Estas son algunas muestras al azar de eso que llamamos «doble rasero»; de eso que llamamos una y otra vez «doble rasero», con una cierta complacencia, como si nos resultase más satisfactorio haber encontrado una palabra para una monstruosidad que repugnante la monstruosidad misma, y como si se tratase de nombrar los atropellos y de repetir su nombre y no de impedir sus efectos; y como si, en un agradable reparto de papeles, el deber de los EEUU fuese desbaratar niños y leyes y el nuestro contestar «doble rasero» (¡doble rasero!), y tanta tranquilidad nos produjese pronunciar estas dos palabras juntas que casi nos indignaría que EEUU no nos diese más ocasiones de hacerlo. La realidad puede ser violada un número ilimitado de veces, pero las palabras no pueden repetirse más allá de un límite sin naturalizar las violaciones; nuestra impotencia las convierte en simples sellos o etiquetas de una cadena de montaje, en los rótulos arbitrariamente sancionadores de la clasificación de Linneo: los EEUU producen nuevas especies y nosotros, al final de la cinta, las embotellamos. Todos sabemos que el gobierno estadounidense incurre en un «doble rasero» en Iraq y en Cuba; todos sabemos, incluso Bush, que no es una cosa bonita. Pero esta misma conciencia, allí donde la conciencia se contenta consigo misma, demuestra que nos da igual vivir en un mundo que no es bonito o, más allá, que aceptamos que un mundo que no es bonito es, en cualquier caso, el mejor de los mundos posibles. Bush aprieta el acelerador con su gran bota y nosotros embragamos con nuestra pequeña conciencia.
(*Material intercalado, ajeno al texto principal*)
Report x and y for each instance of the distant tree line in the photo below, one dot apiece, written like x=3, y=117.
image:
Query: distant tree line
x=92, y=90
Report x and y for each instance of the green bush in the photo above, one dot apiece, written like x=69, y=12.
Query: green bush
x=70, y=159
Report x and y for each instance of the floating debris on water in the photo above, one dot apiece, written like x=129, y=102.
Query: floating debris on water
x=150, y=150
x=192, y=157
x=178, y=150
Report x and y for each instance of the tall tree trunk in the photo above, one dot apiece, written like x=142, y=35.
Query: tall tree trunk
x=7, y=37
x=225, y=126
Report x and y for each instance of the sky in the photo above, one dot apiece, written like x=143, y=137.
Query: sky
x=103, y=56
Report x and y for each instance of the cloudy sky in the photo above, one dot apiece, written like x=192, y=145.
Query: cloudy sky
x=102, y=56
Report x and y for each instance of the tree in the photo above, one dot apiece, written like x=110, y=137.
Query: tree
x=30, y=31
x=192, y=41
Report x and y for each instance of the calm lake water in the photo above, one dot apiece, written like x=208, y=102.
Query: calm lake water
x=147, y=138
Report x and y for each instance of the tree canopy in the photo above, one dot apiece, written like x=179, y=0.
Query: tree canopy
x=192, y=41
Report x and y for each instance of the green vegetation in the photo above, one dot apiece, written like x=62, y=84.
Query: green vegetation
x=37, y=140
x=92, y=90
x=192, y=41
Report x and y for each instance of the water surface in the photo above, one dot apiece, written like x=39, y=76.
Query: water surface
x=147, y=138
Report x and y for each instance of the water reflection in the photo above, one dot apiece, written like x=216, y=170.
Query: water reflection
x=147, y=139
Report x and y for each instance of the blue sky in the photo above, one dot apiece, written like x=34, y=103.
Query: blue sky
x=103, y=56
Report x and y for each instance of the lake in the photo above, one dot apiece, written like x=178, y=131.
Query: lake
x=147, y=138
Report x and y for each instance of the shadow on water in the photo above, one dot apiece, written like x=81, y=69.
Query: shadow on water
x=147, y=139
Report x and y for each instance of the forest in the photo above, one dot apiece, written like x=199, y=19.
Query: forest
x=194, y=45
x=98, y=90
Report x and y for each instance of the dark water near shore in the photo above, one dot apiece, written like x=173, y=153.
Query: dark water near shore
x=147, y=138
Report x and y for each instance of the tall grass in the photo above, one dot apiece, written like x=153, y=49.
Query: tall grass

Un psicólogo podría interpretar el «doble rasero» como un desdoblamiento de la personalidad o como una de esas «proyecciones freudianas» en virtud de la cual un cura paidófilo puede exigir a su víctima que le pida perdón o un violador juzgar a la mujer violada por lo que él la ha hecho. Un moralista podría describir el «doble rasero» como esa forma extrema y obscena de hipocresía que la literatura nombró para siempre como «tartufismo». Pero las violaciones en el orden político deben ser explicadas a la luz de su legitimidad; es decir, por el éxito de su recepción en la conciencia de los espectadores (que son también sus potenciales víctimas). No hay en la actitud criminal de los EEUU ningún desdoblamiento de la personalidad, ninguna proyección freudiana, ningún tartufismo; si puede torturar en Abu Gharaib y condenar a Cuba en Ginebra, aún a sabiendas de que no es bonito, no es porque se resigne a aceptar un margen de fealdad moral en sus acciones: es porque funciona. Puede utilizar alternativa o simultáneamente las bombas de racimo y las instituciones de la ONU porque sabe que su legitimidad es anterior y está fuera de sus acciones concretas, como la del Dios que manda diluvios y plagas sobre la tierra. Todo lo que haga EEUU estará bien, aunque no nos parezca bonito, por la sencilla razón de que tiene el poder para matarnos, individual o colectivamente, si es que no somos lo bastante ricos o lo bastante deshonestos para ser felices con nuestra «pequeña conciencia».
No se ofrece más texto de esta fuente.